In den Geweben von Meeresfischen finden sich Substanzen, die die menschliche Immunität reduzieren


In der Zeitschrift Science Advances wird berichtet, dass amerikanische Wissenschaftler das Vorhandensein bestimmter Substanzen in den Geweben von Meeresfischen als gefährlich für den Menschen betrachten. Welche?

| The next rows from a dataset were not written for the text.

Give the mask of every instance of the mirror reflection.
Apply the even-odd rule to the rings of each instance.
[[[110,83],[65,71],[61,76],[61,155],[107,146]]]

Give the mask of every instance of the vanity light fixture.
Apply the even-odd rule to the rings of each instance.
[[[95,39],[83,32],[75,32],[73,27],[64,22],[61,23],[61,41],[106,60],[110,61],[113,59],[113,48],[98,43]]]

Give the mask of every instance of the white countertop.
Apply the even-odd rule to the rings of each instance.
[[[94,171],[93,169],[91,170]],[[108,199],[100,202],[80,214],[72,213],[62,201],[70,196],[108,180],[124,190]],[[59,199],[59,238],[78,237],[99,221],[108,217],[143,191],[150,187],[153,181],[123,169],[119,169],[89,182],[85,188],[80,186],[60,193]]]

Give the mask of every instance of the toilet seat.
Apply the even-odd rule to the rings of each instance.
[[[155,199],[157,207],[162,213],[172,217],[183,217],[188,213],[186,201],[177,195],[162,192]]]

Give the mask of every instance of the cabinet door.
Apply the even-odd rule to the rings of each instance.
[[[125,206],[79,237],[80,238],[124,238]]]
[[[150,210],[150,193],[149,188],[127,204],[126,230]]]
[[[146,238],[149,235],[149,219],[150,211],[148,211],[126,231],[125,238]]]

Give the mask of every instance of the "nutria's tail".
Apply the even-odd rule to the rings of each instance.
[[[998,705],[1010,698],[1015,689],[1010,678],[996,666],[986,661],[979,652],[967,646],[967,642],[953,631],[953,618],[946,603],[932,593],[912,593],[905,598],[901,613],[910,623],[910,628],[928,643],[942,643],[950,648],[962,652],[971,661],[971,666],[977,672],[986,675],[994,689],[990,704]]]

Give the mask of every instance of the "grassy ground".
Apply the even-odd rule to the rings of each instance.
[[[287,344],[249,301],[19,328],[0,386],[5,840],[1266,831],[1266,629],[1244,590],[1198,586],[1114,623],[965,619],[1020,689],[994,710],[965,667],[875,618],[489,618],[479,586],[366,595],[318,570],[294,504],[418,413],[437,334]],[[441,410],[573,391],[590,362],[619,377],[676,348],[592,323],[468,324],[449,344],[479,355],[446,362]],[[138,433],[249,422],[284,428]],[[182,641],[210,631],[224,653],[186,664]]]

Heutzutage verliert ein Körper aus persistenten organischen Verbindungen aus Kältemitteln, Insektiziden, feuerhemmenden Materialien usw. und der Körper einer Person, die solchen Seefisch verwendet, die Fähigkeit, Toxine vollständig zu eliminieren. Dies führt natürlich zu einer Abnahme der Immunität.

Ein so lebenswichtiges Protein wie P-gp (P-Glykoprotein) im menschlichen Körper widersteht verschiedenen Toxinen und lässt keine schädlichen Fremdstoffe in die Zellen eindringen. Und es war vorher bekannt, dass persistente organische Verunreinigungen für den Körper schädlich sind, da sie in der Lage sind, in die Zellen einzudringen, wobei sie P-gp ignorieren.

Wissenschaftler des Scripps Oceanographic Institute haben jedoch herausgefunden, dass toxische Substanzen nicht einfach an P-gp vorbeispringen, sondern sich an das Protein anlagern und keine menschlichen Zellen schützen können.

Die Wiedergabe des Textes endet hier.